In essence, instead of fighting to increase environmental consciousness and reduce the gap, we can instead acknowledge the positive action being taken, and reward it (for example, through providing congestion charge exemptions) and in doing so begin to instil new environmental values. 

Hitchings et al. describe this approach to mitigating the value-action gap as simply a chance to ‘celebrate hitherto unacknowledged environmentalism’! 

So next time you get into your uber-summoned Prius, give the driver a pat on the back for being an [inadvertent] environmentalist!

Saturday 3 December 2016

The ‘Everything Else’ Argument: Incentives and Costs

Let’s talk about money. 


I think I’ve outlined a pretty good case for EVs so far and it seems that a lot of governments and authorities agree with me. For example, in the UK, if you purchase an electric car you get a grant of 35% of the vehicle’s cost up to £4,500. Furthermore, you’ll be exempt from paying the congestion charge in London and can effectively get preferential parking within the city.

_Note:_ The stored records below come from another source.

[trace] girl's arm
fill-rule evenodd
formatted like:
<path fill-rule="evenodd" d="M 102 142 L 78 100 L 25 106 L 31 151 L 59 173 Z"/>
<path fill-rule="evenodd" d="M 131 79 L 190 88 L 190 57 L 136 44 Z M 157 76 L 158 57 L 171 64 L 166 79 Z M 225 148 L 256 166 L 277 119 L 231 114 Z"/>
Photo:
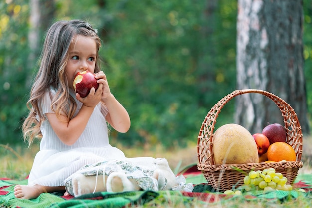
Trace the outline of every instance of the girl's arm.
<path fill-rule="evenodd" d="M 93 109 L 101 101 L 102 90 L 100 86 L 101 84 L 95 93 L 93 88 L 85 98 L 81 98 L 76 94 L 77 99 L 83 104 L 77 115 L 71 120 L 69 120 L 63 115 L 59 115 L 58 117 L 55 113 L 46 114 L 53 130 L 65 144 L 74 144 L 84 130 Z"/>
<path fill-rule="evenodd" d="M 103 84 L 102 100 L 109 112 L 105 117 L 106 121 L 116 131 L 126 132 L 130 128 L 130 118 L 127 110 L 111 93 L 105 74 L 100 71 L 95 75 L 95 78 L 98 79 L 98 83 Z"/>
<path fill-rule="evenodd" d="M 105 119 L 116 131 L 125 133 L 130 128 L 130 118 L 128 112 L 117 100 L 111 94 L 103 99 L 108 109 Z"/>

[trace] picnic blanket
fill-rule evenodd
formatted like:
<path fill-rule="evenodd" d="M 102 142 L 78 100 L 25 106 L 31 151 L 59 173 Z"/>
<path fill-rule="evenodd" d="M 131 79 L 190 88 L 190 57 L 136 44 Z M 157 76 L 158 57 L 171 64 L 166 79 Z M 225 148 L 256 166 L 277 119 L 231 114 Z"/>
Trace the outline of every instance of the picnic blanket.
<path fill-rule="evenodd" d="M 187 204 L 194 200 L 203 205 L 213 204 L 220 201 L 231 200 L 241 198 L 244 200 L 263 199 L 264 200 L 283 201 L 290 198 L 297 198 L 306 196 L 312 193 L 312 178 L 301 177 L 293 185 L 291 191 L 275 191 L 265 193 L 254 191 L 243 195 L 227 195 L 215 190 L 208 184 L 196 164 L 190 165 L 178 174 L 183 174 L 187 183 L 193 183 L 194 189 L 191 192 L 183 191 L 138 191 L 119 193 L 95 192 L 78 197 L 63 196 L 63 193 L 43 193 L 32 200 L 16 199 L 14 196 L 14 187 L 16 184 L 27 184 L 28 180 L 17 181 L 7 178 L 0 178 L 0 207 L 10 208 L 82 208 L 107 207 L 122 208 L 125 206 L 143 205 L 157 205 L 174 200 Z M 308 179 L 309 180 L 307 180 Z M 303 193 L 298 188 L 306 191 Z"/>

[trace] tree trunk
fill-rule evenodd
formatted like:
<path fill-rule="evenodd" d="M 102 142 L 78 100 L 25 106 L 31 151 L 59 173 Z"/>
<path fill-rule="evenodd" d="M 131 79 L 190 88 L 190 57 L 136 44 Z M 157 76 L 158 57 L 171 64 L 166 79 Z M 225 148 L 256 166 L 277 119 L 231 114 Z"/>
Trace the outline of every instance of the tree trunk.
<path fill-rule="evenodd" d="M 237 89 L 266 90 L 294 108 L 309 133 L 303 57 L 302 0 L 239 0 Z M 268 123 L 283 124 L 271 99 L 246 94 L 236 98 L 235 122 L 252 133 Z"/>
<path fill-rule="evenodd" d="M 56 10 L 54 0 L 30 0 L 30 16 L 28 43 L 30 52 L 28 56 L 28 68 L 35 67 L 44 40 L 44 32 L 47 29 L 54 18 Z M 32 74 L 29 73 L 26 86 L 31 81 Z"/>

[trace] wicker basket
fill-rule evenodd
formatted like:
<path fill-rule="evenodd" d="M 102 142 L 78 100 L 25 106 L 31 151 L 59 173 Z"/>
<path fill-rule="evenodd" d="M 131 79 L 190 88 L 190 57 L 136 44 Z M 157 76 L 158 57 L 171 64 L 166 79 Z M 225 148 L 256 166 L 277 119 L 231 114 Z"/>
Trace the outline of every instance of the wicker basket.
<path fill-rule="evenodd" d="M 297 160 L 294 162 L 267 163 L 224 164 L 215 165 L 213 160 L 213 131 L 216 119 L 221 109 L 233 98 L 239 95 L 256 93 L 271 99 L 281 110 L 287 133 L 287 142 L 296 152 Z M 267 91 L 246 89 L 235 90 L 220 100 L 208 113 L 199 131 L 197 141 L 198 170 L 202 171 L 209 184 L 218 191 L 236 188 L 243 184 L 244 177 L 251 170 L 262 170 L 274 168 L 288 179 L 287 184 L 292 184 L 297 176 L 298 170 L 302 167 L 301 127 L 294 109 L 282 99 Z"/>

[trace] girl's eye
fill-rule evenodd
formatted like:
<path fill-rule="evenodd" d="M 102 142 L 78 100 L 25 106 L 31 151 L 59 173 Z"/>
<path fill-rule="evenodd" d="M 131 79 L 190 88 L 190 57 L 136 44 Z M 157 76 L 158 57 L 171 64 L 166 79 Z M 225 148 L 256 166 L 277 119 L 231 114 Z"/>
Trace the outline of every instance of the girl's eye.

When thinking about the cost of car ownership, it’s not just the capital expenditure but also the running costs and other ongoing costs that must be considered. To this end, EVs are an attractive proposition as the price-per-mile tends to be lower than that of ICE vehicles. 

To put it another way, in the main, it costs less to recharge a day’s electric driving than it does refill a day’s petrol or diesel driving. 

Whilst the cost of new batteries is significant, general maintenance on an electric motor is less costly than a traditional engine vehicle as there are fewer moving parts, less heat is generated and fewer fluids (such as oil and coolant) are required for EVs.


So as far as reasons to buy an EV go, it’s clear that there are financial benefits to doing so!

 It should be noted that if EVs ever do become the norm, it’s likely that there will be fewer reward-type incentives as these are generally aimed at early-adopters for whom it is recognised that there is perhaps increased uncertainty and a greater sense of financial risk as buyers are dealing with a new technology and must place faith more faith in the assertions of others than their own experience. 

So if you’re in the market, buy one now before the early-adopter rewards go away!